I see you are big into helping charities with their merchandise. What are your current pet charity projects? And can you tell us a bit more about each of them?
As I ran my own environmental campaign for many years, I met most of the NGOs here in Bali. There are so many great campaigns that I can’t name them all here, but I love what Sungai Watch, Bye Bye Plastic Bags and Green Books are doing to make a difference here on Bali, and the on planet. It’s going to take years to reduce the litter and pollution just here on Bali, if we all just did a little to help, we would all see the difference. The above-mentioned foundations/charities lead by example, and over the years I’ve seen their mission and vision catch on like wildfire.

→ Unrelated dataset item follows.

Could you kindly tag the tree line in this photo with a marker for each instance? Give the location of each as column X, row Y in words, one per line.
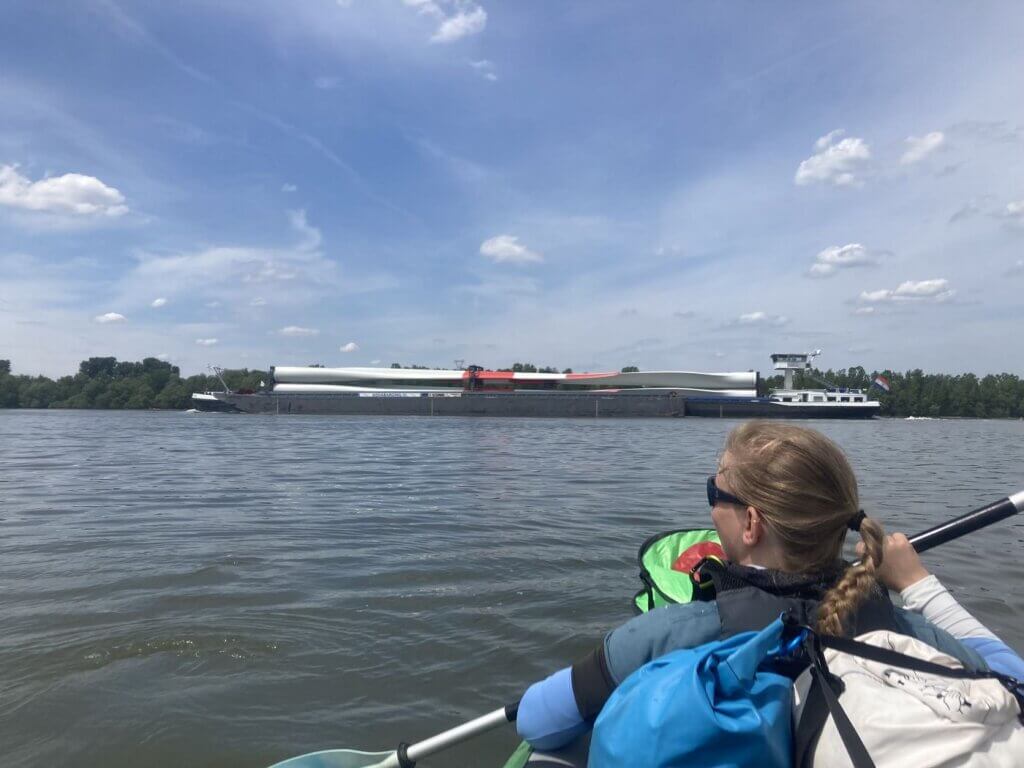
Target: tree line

As a father and surfer, what is your hope for the future of Bali and Indonesia?
Can we push “pause” on the development machine, please?
And lastly, could you share three improvements that you would like to see on Bali?
- All the loud motorcycles are collected and turned into an artificial reef.
- Instagram models are issued with Ericsson mobile phones on arrival.
- Single-use plastic drink bottles and cups are banned.
David, thank you for your time and the tour of your fab factory!